AMD's 7000 series GPUs - RDNA 3

leman

Site Champ
Posts
643
Reaction score
1,197
I am a bit confused about their 2x claimed ALU throughput claims. From Anandtech:

The biggest impact is how AMD is organizing their ALUs. In short, AMD has doubled the number of ALUs (Stream Processors) within a CU, going from 64 ALUs in a single Dual Compute Unit to 128 inside the same unit. AMD is accomplishing this not by doubling up on the Dual Compute Units, but instead by giving the Dual Compute Units the ability to dual-issue instructions. In short, each SIMD lane can now execute up to two instructions per cycle.

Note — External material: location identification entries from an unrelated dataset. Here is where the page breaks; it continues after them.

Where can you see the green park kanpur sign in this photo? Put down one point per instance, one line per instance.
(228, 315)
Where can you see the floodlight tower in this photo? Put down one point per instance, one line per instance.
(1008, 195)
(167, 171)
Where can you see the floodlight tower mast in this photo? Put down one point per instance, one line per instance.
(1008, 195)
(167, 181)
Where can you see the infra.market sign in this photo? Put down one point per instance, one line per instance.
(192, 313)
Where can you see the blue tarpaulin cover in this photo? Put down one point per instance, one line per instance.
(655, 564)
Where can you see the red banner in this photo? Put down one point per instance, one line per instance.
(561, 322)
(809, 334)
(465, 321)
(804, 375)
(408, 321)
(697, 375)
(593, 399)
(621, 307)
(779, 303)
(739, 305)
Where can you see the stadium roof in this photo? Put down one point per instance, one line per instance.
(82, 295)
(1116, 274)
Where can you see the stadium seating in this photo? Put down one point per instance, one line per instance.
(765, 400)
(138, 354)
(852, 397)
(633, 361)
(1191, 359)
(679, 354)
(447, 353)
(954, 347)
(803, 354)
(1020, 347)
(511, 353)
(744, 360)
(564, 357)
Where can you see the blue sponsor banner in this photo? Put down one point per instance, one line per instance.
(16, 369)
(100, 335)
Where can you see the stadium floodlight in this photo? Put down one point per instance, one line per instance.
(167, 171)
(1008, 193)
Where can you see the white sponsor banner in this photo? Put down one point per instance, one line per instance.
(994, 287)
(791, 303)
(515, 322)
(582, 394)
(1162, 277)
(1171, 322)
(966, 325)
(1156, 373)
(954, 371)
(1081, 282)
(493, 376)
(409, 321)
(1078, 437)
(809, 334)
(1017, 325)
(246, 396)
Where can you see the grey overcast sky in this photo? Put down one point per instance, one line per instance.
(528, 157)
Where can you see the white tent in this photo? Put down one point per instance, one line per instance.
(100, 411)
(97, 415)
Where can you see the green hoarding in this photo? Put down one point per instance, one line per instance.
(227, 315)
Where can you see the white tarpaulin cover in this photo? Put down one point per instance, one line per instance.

How is that supposed to work? Don't you actually need to double the execution units to execute twice as many instructions instructions per cycle? Can someone with better understanding of the matter explain to me what exactly is happening here?
 

Nycturne

Elite Member
Posts
1,141
Reaction score
1,492
It is rather confusingly worded.

I think the key here is this bit "AMD has doubled the number of ALUs (Stream Processors) within a CU". So there are double the ALUs to execute the operations, based on what AMD was claiming during the presentation.
 

dada_dave

Elite Member
Posts
2,175
Reaction score
2,171
I am a bit confused about their 2x claimed ALU throughput claims. From Anandtech:



How is that supposed to work? Don't you actually need to double the execution units to execute twice as many instructions instructions per cycle? Can someone with better understanding of the matter explain to me what exactly is happening here?
It is rather confusingly worded.

I think the key here is this bit "AMD has doubled the number of ALUs (Stream Processors) within a CU". So there are double the ALUs to execute the operations, based on what AMD was claiming during the presentation.

I think what the key bit is what they say next:

But, as with all dual-issue configurations, there is a trade-off involved. The SIMDs can only issue a second instruction when AMD’s hardware and software can extract a second instruction from the current wavefront. This means that RDNA 3 is now explicitly reliant on extracting Instruction Level Parallelism (ILP) from wavefronts in order to hit maximum utilization. If the next instruction in a wavefront cannot be executed in parallel with the current instruction, then those additional ALUs will go unfilled.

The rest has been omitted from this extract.